Además el nombramiento del Fiscal Especializado en Combate a la Corrupción deberá ser bajo un formato de parlamento abierto en la Junta de Coordinación Política, según lo explicó Romero Hicks. De hecho varias de las propuestas que llevaría el PAN al Congreso de la Unión tienen su fundamento o coinciden con algunas de las principales exigencias que han hecho las organizaciones de la sociedad civil en el país.

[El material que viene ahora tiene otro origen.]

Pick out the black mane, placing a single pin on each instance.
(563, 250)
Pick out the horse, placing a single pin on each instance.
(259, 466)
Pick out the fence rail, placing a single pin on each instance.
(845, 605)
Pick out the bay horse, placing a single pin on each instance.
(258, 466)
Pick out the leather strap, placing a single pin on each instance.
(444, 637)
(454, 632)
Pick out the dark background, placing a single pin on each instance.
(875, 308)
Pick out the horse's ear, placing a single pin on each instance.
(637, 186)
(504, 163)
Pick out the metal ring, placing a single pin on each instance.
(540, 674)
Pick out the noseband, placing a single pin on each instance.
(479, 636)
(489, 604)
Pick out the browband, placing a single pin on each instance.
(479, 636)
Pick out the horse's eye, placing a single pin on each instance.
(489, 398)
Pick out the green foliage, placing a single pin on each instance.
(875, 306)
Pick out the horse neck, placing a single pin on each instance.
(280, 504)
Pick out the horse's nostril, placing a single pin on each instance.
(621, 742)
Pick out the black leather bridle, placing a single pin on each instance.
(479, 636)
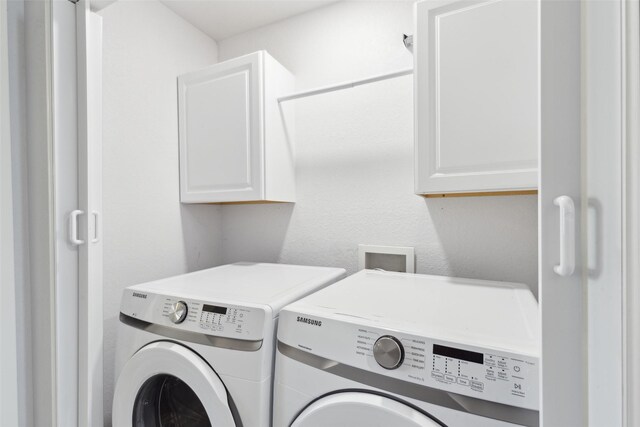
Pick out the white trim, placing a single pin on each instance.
(9, 392)
(631, 212)
(346, 85)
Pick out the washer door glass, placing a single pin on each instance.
(167, 401)
(165, 384)
(350, 409)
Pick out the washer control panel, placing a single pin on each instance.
(217, 319)
(492, 375)
(489, 373)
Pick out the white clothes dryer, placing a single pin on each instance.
(409, 350)
(198, 349)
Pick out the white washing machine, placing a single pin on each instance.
(405, 350)
(197, 349)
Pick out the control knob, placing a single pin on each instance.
(388, 352)
(178, 312)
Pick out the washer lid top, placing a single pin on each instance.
(256, 283)
(475, 312)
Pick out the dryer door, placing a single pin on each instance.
(166, 384)
(348, 409)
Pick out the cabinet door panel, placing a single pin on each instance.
(562, 298)
(221, 155)
(477, 96)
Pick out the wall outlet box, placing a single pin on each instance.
(388, 258)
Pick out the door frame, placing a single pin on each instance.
(631, 212)
(9, 391)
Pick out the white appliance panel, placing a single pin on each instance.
(212, 318)
(484, 373)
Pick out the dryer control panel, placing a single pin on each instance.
(216, 319)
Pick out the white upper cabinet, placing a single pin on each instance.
(477, 96)
(234, 145)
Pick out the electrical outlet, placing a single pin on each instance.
(388, 258)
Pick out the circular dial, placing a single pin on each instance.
(388, 352)
(178, 312)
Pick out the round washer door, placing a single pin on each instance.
(166, 384)
(351, 409)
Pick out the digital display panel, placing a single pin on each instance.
(214, 309)
(456, 353)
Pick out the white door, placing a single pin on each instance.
(221, 132)
(89, 124)
(476, 90)
(562, 294)
(361, 409)
(165, 383)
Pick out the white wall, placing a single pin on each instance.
(355, 161)
(148, 233)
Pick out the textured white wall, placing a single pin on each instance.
(148, 233)
(355, 161)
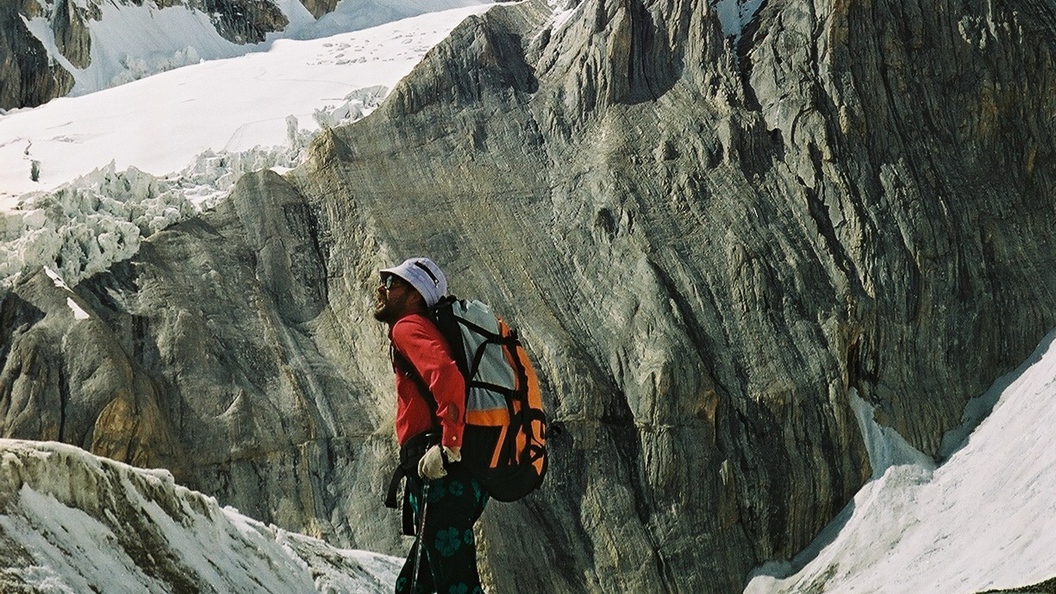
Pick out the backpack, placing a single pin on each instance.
(504, 444)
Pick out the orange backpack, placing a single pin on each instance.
(504, 444)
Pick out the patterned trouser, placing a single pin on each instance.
(449, 562)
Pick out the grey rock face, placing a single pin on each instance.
(30, 77)
(705, 247)
(26, 76)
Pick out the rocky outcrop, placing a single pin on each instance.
(27, 77)
(708, 245)
(79, 523)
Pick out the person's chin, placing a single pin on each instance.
(381, 313)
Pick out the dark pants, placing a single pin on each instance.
(448, 564)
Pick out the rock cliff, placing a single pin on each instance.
(36, 62)
(706, 241)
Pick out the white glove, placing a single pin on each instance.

En el fondo, el senador por Guanajuato explica que se tendrá que rediseñar el modelo de procuración de justicia, con la participación de la sociedad civil, y se van a incluir temas relacionados con el fortalecimiento de la investigación y el nuevo rol de la policía; la autonomía de los servicios forenses; el servicio civil de carrera, la Ley Orgánica de la Fiscalía General de la República, las nuevas fiscalías especializadas entre otros temas relevantes.
La idea del PAN es generar contrapesos al gobierno federal porque el diseño institucional actual no permite que participe la sociedad en la toma de decisiones y que haya un equilibrio entre los poderes Legislativo y Ejecutivo. De hecho se va a proponer un consejo ciudadano que participe en la toma de decisiones de procuración de justicia.
Según el senador Romero Hicks, es tiempo de que en México exista una real procuración de justicia y no únicamente intentos como se ha hecho en los últimos años y cuyos pobres resultados son más que evidentes con la larga fila de expedientes que están sin resolver en las oficinas de la Procuraduría General de la República.